Creating Consistent Content in Remote Teams
Here’s what I learned about remote content production.
I’ve worked with Envato for four years and done the most challenging, inspiring work in my entire career—all while being remote. I’m the biggest proponent of remote work and collaborating on remote teams that you’ll find. I believe it’s a viable and growing way to get work done, by the best people for the job, anywhere.
But 18 months ago, when a Tuts+ manager approached me to discuss this new product idea she had, I was skeptical. I thought I’d finally found the project we couldn’t accomplish outside the office.
The idea was to produce sophisticated video courses for Tuts+ Premium.
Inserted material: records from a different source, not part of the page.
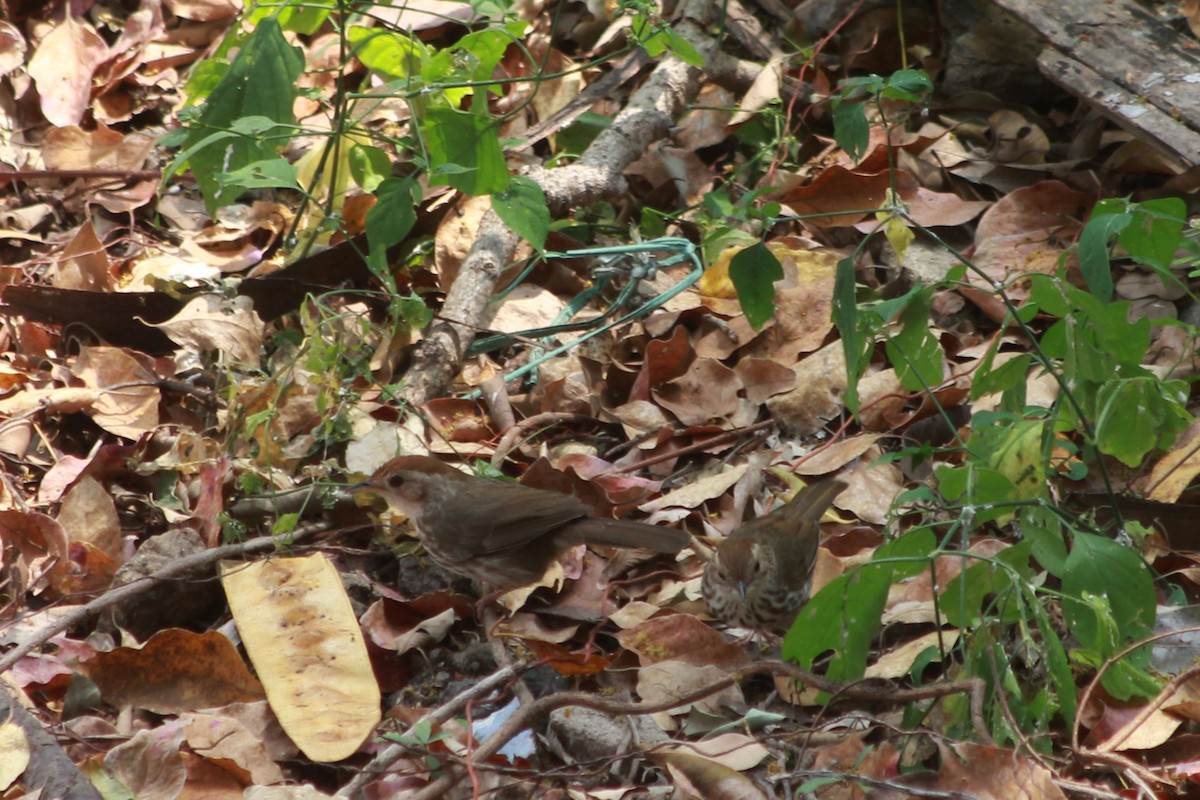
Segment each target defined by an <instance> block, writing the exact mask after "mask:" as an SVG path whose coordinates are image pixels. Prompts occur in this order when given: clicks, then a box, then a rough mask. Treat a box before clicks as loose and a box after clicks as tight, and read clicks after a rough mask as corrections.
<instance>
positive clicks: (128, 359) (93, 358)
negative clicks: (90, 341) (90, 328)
mask: <svg viewBox="0 0 1200 800" xmlns="http://www.w3.org/2000/svg"><path fill="white" fill-rule="evenodd" d="M71 372H72V373H73V374H74V375H76V377H77V378H79V380H82V381H83V383H84V384H85V386H86V387H88V389H89V390H94V391H96V392H98V397H96V399H95V402H94V403H92V405H91V409H90V414H91V417H92V419H94V420H95V421H96V425H98V426H100V427H102V428H104V429H106V431H108V432H109V433H113V434H116V435H119V437H125V438H126V439H138V438H140V437H142V434H144V433H149V432H150V431H154V429H155V428H156V427H158V402H160V401H161V399H162V395H161V392H160V391H158V386H157V383H158V379H157V377H156V375H155V374H154V373H151V372H150V371H149V369H146V368H145V367H143V366H142V363H140V362H139V361H138V360H137V359H136V357H133V356H132V355H130V353H127V351H126V350H124V349H121V348H113V347H90V348H84V350H83V351H82V353H80V354H79V357H78V359H76V362H74V366H73V367H72V369H71Z"/></svg>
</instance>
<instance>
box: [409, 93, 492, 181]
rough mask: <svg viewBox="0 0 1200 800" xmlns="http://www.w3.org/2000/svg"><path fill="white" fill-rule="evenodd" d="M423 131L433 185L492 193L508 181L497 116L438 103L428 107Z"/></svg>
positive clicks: (422, 124) (424, 121)
mask: <svg viewBox="0 0 1200 800" xmlns="http://www.w3.org/2000/svg"><path fill="white" fill-rule="evenodd" d="M421 133H422V134H424V138H425V146H426V149H427V150H428V154H430V185H431V186H452V187H454V188H456V190H458V191H461V192H463V193H466V194H493V193H496V192H499V191H503V190H504V188H505V187H506V186H508V185H509V172H508V166H506V164H505V162H504V151H503V150H502V149H500V140H499V137H498V134H497V131H496V122H494V120H492V119H490V118H487V116H484V115H482V114H476V113H468V112H460V110H457V109H454V108H446V107H442V106H436V107H433V108H430V109H428V110H426V113H425V119H422V120H421Z"/></svg>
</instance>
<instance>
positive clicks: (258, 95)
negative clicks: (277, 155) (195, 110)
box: [184, 18, 304, 213]
mask: <svg viewBox="0 0 1200 800" xmlns="http://www.w3.org/2000/svg"><path fill="white" fill-rule="evenodd" d="M302 70H304V55H302V54H301V52H300V49H299V48H296V47H292V46H290V44H288V43H287V40H284V38H283V32H282V31H281V30H280V25H278V23H277V22H275V20H274V19H271V18H266V19H264V20H263V22H262V23H260V24H259V25H258V28H257V29H254V32H253V34H251V36H250V38H248V40H246V43H245V44H244V46H242V48H241V50H239V53H238V58H236V59H234V61H233V64H230V65H229V70H228V71H227V72H226V73H224V76H223V77H222V78H221V82H220V83H218V84H217V85H216V88H214V90H212V94H211V95H209V97H208V100H206V101H205V102H204V106H203V108H202V109H200V113H199V115H198V118H197V120H196V124H194V125H192V126H190V130H188V134H187V138H186V139H185V143H184V149H185V151H190V152H191V155H190V157H188V158H187V163H188V164H190V166H191V168H192V173H193V174H194V175H196V181H197V184H198V185H199V187H200V193H202V194H203V196H204V205H205V207H206V209H208V211H209V213H214V212H215V211H216V210H217V207H220V206H221V205H224V204H228V203H232V201H233V200H235V199H236V194H235V193H234V190H233V188H230V190H228V191H223V187H222V184H221V174H222V173H230V172H236V170H239V169H242V168H244V167H248V166H250V164H253V163H256V162H264V161H270V160H272V158H275V157H276V156H277V155H278V151H280V150H281V149H282V146H283V145H284V144H286V143H287V139H288V137H289V136H290V134H292V132H293V130H294V127H295V118H294V116H293V114H292V102H293V100H295V94H296V89H295V85H296V78H299V77H300V72H301V71H302ZM251 116H252V118H254V119H257V120H266V121H268V122H269V125H268V126H265V127H263V126H256V127H253V128H252V132H248V133H246V134H245V136H238V137H233V138H229V139H228V140H224V138H227V137H224V136H223V134H226V133H227V132H229V131H235V132H241V131H245V130H246V128H245V126H242V127H241V128H239V127H238V124H239V122H241V121H242V120H244V118H251ZM215 137H216V138H215ZM202 142H208V143H209V144H208V145H206V146H202V148H197V146H194V145H197V144H198V143H202ZM218 145H220V146H218Z"/></svg>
These courses would not just merely be screencasts. They’d have the highest production standards, tackle complex ideas, and teach in-depth skills in creative and technical topics. They’d include on-camera teaching, motion graphics, eventually interactive quizzes, responsive Q&As with instructors, even projects and code challenges.
And since our team is located in 5 time zones, we’d do it all remotely, with instructors located all over the world.
It’s a challenge that hadn’t really been accomplished well in the on-line education field before. Many services go one of two ways, either they take responsibility for the quality of the product and do it all in house—build a studio, maintain equipment and experts, hire instructors or fly them out, etc. Lynda flies in some excellent instructors to their recording studios and their quality shows it. Other services hire and maintain instructors in-house. Alternatively, they would crowd-source the content, allow anyone to submit, but not maintain too much control over the quality or teaching. Uneven quality, but lots of it.
I was asked to develop a third option with the new Tuts+ Premium team. Hire the best instructors, wherever they are, let them teach in their own environment, and still demand the very best from them. And produce a lot of it.